Verily grounds the use of AI models in a foundation of safety and compliance, while also recognizing that individual AI models differ in risk, complexity, and regulatory requirements. As a result, each AI model is uniquely evaluated for its complexity, risk, and the appropriate regulatory and compliance path.

For example, for evaluation we employ a risk-based testing approach for our AI agents, matching the level of testing to the clinical risk and defined scope. While wellness and education use cases focus on rapid iteration based on user feedback, higher-risk use cases must pass formal validation standards and undergo clinician-led testing. Similar to how clinicians are evaluated and trained by more experienced professionals in apprenticeships or residency programs, the performance of our AI agents is evaluated by qualified healthcare professionals for safety and accuracy.

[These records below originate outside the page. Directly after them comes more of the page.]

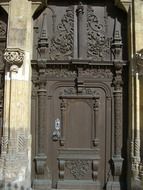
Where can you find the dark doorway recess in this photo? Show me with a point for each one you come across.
(79, 96)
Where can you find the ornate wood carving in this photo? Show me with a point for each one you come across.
(98, 42)
(78, 168)
(83, 67)
(41, 157)
(3, 29)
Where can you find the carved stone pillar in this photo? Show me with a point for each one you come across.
(42, 92)
(15, 160)
(136, 160)
(117, 157)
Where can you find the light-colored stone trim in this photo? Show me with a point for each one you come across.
(14, 56)
(123, 4)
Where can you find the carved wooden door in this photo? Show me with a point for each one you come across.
(78, 64)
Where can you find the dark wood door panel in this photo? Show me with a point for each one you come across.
(79, 55)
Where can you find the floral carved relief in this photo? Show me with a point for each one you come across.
(98, 43)
(78, 168)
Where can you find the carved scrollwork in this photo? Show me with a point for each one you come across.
(101, 73)
(98, 43)
(85, 91)
(78, 168)
(62, 44)
(14, 56)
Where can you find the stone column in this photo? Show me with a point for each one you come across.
(15, 158)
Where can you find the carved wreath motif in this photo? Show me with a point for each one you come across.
(98, 44)
(14, 56)
(78, 168)
(2, 29)
(62, 44)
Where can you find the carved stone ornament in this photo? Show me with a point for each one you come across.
(78, 168)
(14, 56)
(2, 29)
(138, 62)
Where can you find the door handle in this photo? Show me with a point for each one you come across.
(57, 130)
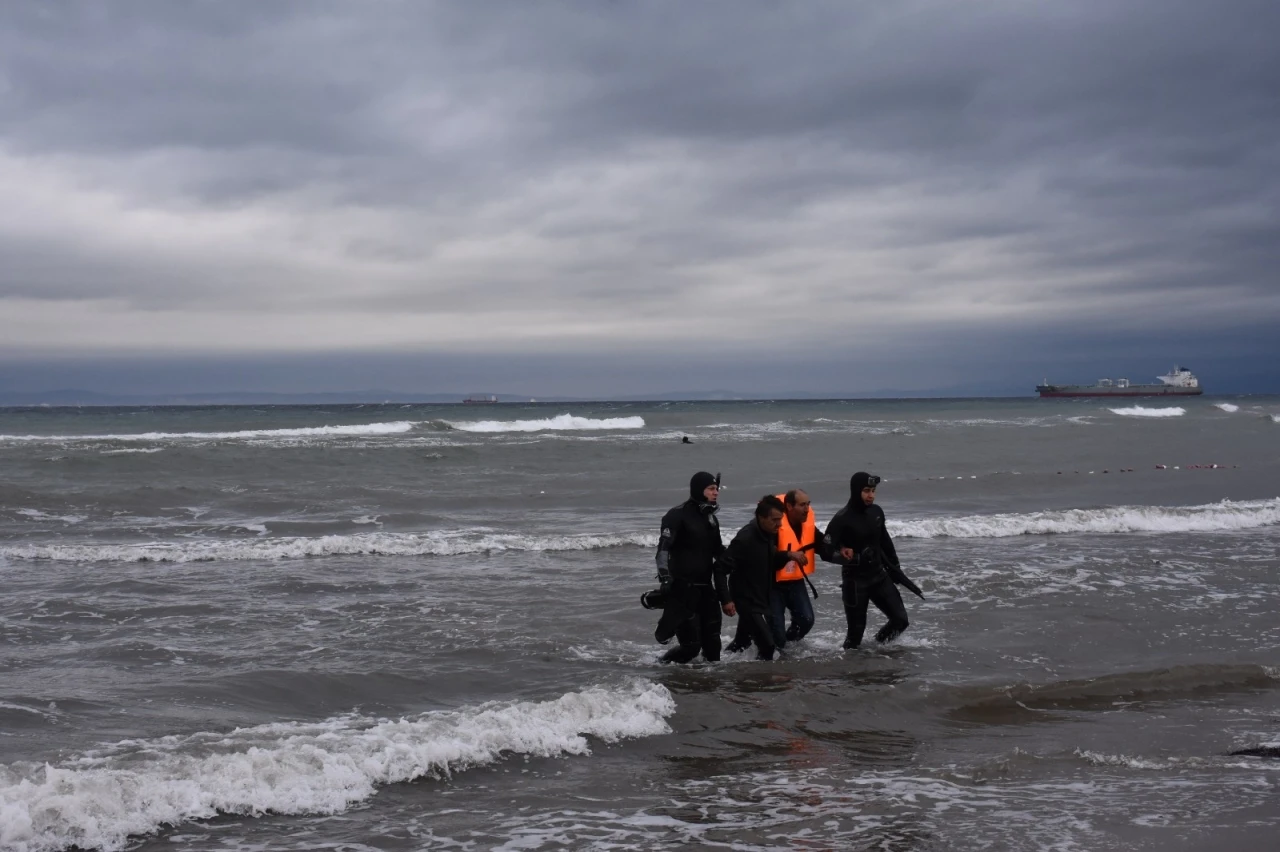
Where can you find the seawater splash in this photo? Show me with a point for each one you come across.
(309, 431)
(1138, 411)
(1136, 518)
(101, 798)
(551, 424)
(368, 544)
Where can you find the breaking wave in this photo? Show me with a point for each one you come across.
(366, 544)
(1138, 411)
(561, 422)
(101, 798)
(1142, 518)
(309, 431)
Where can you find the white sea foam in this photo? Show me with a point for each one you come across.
(373, 544)
(1139, 518)
(561, 422)
(309, 431)
(36, 514)
(103, 798)
(1138, 411)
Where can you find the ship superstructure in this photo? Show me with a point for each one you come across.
(1178, 381)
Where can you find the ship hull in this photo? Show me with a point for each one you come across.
(1047, 392)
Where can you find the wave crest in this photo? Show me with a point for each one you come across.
(366, 544)
(103, 798)
(561, 422)
(307, 431)
(1141, 518)
(1138, 411)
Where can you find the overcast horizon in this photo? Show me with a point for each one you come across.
(612, 200)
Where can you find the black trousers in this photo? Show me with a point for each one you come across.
(759, 628)
(858, 592)
(694, 615)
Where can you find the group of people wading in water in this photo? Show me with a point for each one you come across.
(764, 571)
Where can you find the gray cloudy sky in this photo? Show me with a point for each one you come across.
(593, 196)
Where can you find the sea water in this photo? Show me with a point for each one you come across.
(417, 627)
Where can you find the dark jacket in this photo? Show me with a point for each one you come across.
(691, 543)
(862, 528)
(753, 562)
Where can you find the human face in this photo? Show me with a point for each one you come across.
(799, 511)
(771, 522)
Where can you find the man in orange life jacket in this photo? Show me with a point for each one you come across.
(799, 534)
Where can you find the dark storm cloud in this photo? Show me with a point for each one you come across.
(228, 175)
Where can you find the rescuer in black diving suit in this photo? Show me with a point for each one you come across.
(754, 560)
(693, 585)
(856, 540)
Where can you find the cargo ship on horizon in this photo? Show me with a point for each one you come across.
(1178, 381)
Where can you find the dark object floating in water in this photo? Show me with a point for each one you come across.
(1257, 751)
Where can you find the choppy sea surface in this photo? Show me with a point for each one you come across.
(417, 627)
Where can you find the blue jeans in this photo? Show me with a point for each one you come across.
(791, 595)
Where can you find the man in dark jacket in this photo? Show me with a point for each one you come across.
(856, 539)
(689, 549)
(754, 560)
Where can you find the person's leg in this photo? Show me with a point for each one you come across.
(855, 612)
(762, 631)
(888, 600)
(778, 615)
(741, 636)
(801, 610)
(709, 622)
(681, 618)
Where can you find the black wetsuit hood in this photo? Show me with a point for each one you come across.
(856, 482)
(696, 485)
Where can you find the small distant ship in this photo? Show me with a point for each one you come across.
(1178, 381)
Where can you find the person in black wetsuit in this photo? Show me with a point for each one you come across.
(856, 540)
(753, 560)
(693, 585)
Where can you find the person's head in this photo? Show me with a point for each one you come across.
(862, 488)
(704, 488)
(768, 513)
(796, 503)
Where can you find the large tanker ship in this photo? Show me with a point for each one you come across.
(1178, 381)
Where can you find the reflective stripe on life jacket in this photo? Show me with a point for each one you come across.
(787, 541)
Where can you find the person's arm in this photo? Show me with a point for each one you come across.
(722, 577)
(666, 540)
(830, 549)
(886, 544)
(892, 566)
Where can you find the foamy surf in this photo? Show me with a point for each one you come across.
(1138, 411)
(368, 544)
(309, 431)
(1215, 517)
(561, 422)
(101, 798)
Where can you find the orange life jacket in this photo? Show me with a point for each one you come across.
(787, 541)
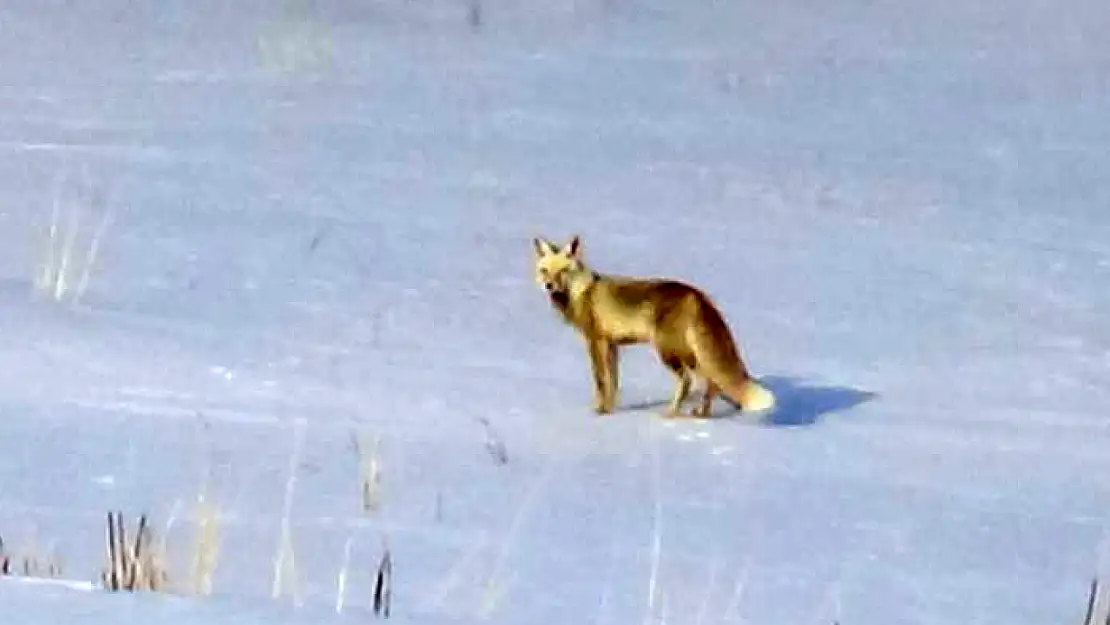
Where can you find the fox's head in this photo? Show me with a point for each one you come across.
(557, 266)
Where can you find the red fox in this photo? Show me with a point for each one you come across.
(678, 320)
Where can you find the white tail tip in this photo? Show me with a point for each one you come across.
(756, 397)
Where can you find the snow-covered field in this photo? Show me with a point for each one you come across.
(321, 212)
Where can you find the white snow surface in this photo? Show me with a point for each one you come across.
(323, 211)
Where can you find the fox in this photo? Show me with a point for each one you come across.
(684, 325)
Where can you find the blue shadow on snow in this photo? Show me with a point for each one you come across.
(799, 404)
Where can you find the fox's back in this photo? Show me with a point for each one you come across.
(635, 310)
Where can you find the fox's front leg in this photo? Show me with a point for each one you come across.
(602, 368)
(614, 368)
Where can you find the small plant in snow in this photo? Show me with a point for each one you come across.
(72, 243)
(370, 471)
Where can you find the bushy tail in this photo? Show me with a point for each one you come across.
(720, 362)
(755, 396)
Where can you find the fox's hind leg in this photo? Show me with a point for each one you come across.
(683, 382)
(705, 407)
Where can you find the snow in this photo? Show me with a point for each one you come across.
(321, 213)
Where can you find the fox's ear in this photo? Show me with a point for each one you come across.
(573, 247)
(544, 248)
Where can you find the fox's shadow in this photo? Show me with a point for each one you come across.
(799, 404)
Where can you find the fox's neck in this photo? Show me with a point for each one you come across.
(579, 282)
(578, 286)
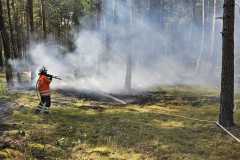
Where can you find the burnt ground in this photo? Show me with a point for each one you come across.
(142, 98)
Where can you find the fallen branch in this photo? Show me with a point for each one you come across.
(234, 137)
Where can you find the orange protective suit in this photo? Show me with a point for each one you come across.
(43, 85)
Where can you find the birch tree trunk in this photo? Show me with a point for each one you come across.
(227, 81)
(198, 65)
(6, 48)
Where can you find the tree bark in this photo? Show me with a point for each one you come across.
(128, 79)
(11, 29)
(6, 48)
(227, 83)
(198, 64)
(44, 26)
(30, 14)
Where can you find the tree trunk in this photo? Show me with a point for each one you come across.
(30, 14)
(6, 48)
(1, 55)
(44, 26)
(227, 83)
(17, 29)
(98, 14)
(213, 29)
(198, 65)
(11, 29)
(128, 79)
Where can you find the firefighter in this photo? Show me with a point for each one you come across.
(43, 87)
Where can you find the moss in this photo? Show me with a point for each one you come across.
(147, 131)
(3, 155)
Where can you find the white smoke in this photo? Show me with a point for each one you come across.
(159, 56)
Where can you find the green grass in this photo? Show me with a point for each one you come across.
(75, 131)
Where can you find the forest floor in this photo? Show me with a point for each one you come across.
(159, 125)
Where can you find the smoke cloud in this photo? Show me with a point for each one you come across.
(164, 50)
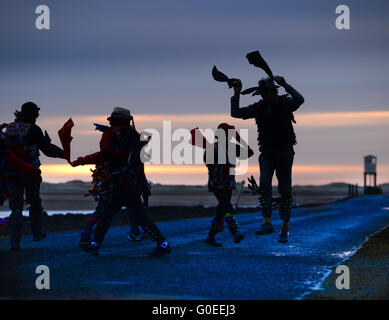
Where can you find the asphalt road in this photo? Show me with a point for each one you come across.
(257, 268)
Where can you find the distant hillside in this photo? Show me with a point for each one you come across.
(75, 185)
(82, 186)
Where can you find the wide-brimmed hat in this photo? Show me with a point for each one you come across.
(120, 113)
(263, 85)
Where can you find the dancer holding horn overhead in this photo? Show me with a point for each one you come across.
(273, 115)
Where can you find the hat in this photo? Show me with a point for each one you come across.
(30, 108)
(263, 85)
(120, 113)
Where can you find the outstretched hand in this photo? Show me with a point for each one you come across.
(237, 85)
(77, 162)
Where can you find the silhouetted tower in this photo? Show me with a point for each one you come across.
(370, 175)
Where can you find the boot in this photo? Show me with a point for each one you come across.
(91, 248)
(212, 242)
(40, 236)
(233, 227)
(160, 250)
(216, 227)
(284, 234)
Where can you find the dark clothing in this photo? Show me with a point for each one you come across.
(29, 184)
(29, 137)
(224, 203)
(221, 174)
(280, 161)
(121, 150)
(130, 198)
(276, 138)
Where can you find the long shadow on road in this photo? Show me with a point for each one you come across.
(257, 268)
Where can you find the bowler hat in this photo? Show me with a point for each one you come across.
(120, 113)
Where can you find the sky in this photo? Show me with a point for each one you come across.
(155, 58)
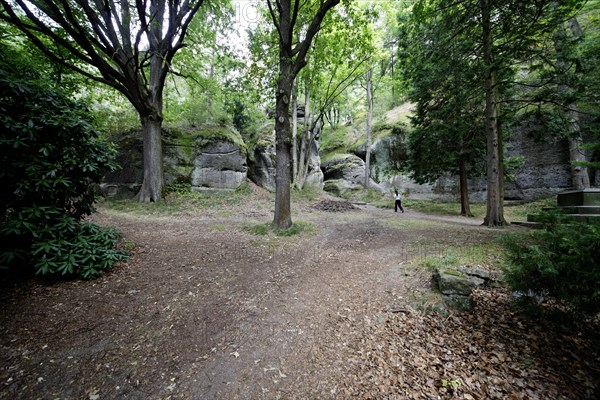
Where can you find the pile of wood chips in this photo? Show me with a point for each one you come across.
(487, 353)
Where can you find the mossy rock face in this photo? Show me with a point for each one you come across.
(261, 157)
(202, 136)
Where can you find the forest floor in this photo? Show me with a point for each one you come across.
(206, 309)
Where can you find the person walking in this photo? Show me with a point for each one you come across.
(398, 204)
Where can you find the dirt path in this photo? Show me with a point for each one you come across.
(204, 310)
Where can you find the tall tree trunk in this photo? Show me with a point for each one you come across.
(392, 73)
(151, 190)
(152, 118)
(580, 177)
(494, 215)
(369, 82)
(294, 134)
(465, 207)
(209, 94)
(283, 217)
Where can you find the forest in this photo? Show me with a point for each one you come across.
(198, 199)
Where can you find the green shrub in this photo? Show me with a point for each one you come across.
(51, 157)
(562, 261)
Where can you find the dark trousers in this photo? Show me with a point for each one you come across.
(398, 205)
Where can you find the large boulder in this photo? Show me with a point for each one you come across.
(261, 158)
(346, 172)
(219, 165)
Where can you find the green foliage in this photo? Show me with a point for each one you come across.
(560, 261)
(50, 157)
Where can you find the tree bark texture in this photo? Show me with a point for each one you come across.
(465, 208)
(369, 83)
(153, 167)
(283, 217)
(292, 58)
(294, 134)
(494, 215)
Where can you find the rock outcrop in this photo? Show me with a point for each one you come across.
(210, 157)
(346, 172)
(219, 165)
(261, 159)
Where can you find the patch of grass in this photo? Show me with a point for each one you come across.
(519, 212)
(179, 199)
(443, 208)
(267, 228)
(486, 254)
(512, 212)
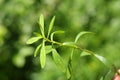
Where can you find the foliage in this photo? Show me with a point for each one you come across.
(18, 21)
(56, 57)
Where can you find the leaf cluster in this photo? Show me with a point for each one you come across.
(44, 49)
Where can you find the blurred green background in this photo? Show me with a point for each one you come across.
(19, 19)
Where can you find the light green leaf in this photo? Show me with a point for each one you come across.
(58, 60)
(43, 55)
(68, 43)
(102, 59)
(48, 49)
(101, 78)
(56, 32)
(36, 50)
(41, 23)
(84, 53)
(68, 73)
(51, 26)
(33, 39)
(80, 34)
(37, 34)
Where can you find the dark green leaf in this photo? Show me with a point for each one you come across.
(56, 32)
(36, 50)
(43, 55)
(58, 60)
(33, 39)
(80, 34)
(51, 26)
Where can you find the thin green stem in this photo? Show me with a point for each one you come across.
(72, 46)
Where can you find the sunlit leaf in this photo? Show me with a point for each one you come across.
(69, 69)
(101, 58)
(51, 26)
(68, 73)
(41, 23)
(101, 78)
(56, 32)
(37, 34)
(33, 39)
(58, 60)
(80, 34)
(84, 53)
(48, 49)
(43, 55)
(36, 50)
(68, 43)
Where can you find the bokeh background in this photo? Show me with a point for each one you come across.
(19, 19)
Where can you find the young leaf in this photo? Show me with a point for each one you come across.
(102, 59)
(43, 55)
(69, 69)
(68, 43)
(41, 23)
(80, 34)
(33, 39)
(68, 73)
(84, 53)
(37, 34)
(48, 49)
(58, 60)
(56, 32)
(51, 26)
(36, 50)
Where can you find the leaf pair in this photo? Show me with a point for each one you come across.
(41, 23)
(58, 60)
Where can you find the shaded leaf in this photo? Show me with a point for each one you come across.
(58, 60)
(48, 49)
(51, 26)
(33, 39)
(56, 32)
(43, 55)
(80, 34)
(36, 50)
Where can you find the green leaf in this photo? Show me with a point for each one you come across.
(43, 55)
(36, 50)
(101, 78)
(80, 34)
(48, 49)
(84, 53)
(68, 73)
(56, 32)
(58, 60)
(69, 69)
(101, 58)
(33, 39)
(37, 34)
(51, 26)
(41, 23)
(68, 43)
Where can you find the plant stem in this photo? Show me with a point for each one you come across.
(72, 46)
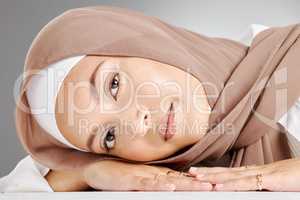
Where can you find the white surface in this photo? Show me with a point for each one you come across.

For ongoing monitoring and improvement, we are developing a monitoring system that uses automated alerts to flag potential safety concerns, model errors, or uses beyond the AI agent’s intended scope. We are building in direct pathways for automated and user-initiated escalation to human clinicians, similar to how nurse practitioners or medical residents have protocols for escalating to physician attendings when a task exceeds their defined scope or skill set. We also have plans to conduct periodic, formal audits of our AI models where we will re-evaluate the application against established test sets to proactively identify and address any performance degradation or "model drift" that may occur over time. In the similar way to how performance concerns with human clinicians are escalated to review boards and evaluated for disciplinary action, we also plan to escalate model performance issues to a cross-functional governance team for review. When needed, we intend to modify the model's guardrails, roll back to a previous version, or temporarily take the agent offline to ensure user safety.

Ultimately, we believe patient care can be both clinician-led and AI-forward, with appropriate workflows and engagements driven by technology. As the broader industry begins to clarify national standards and frameworks for evaluation, monitoring, reimbursement, workflow integration, and accountability structures, a future where AI functions as part of a patient’s care team is in reach.


*The information contained on this page is intended to outline Verily’s general product direction and is not a commitment or legal obligation to deliver any functionality. Product capabilities, timeframes and features are subject to change and should not be viewed as commitments.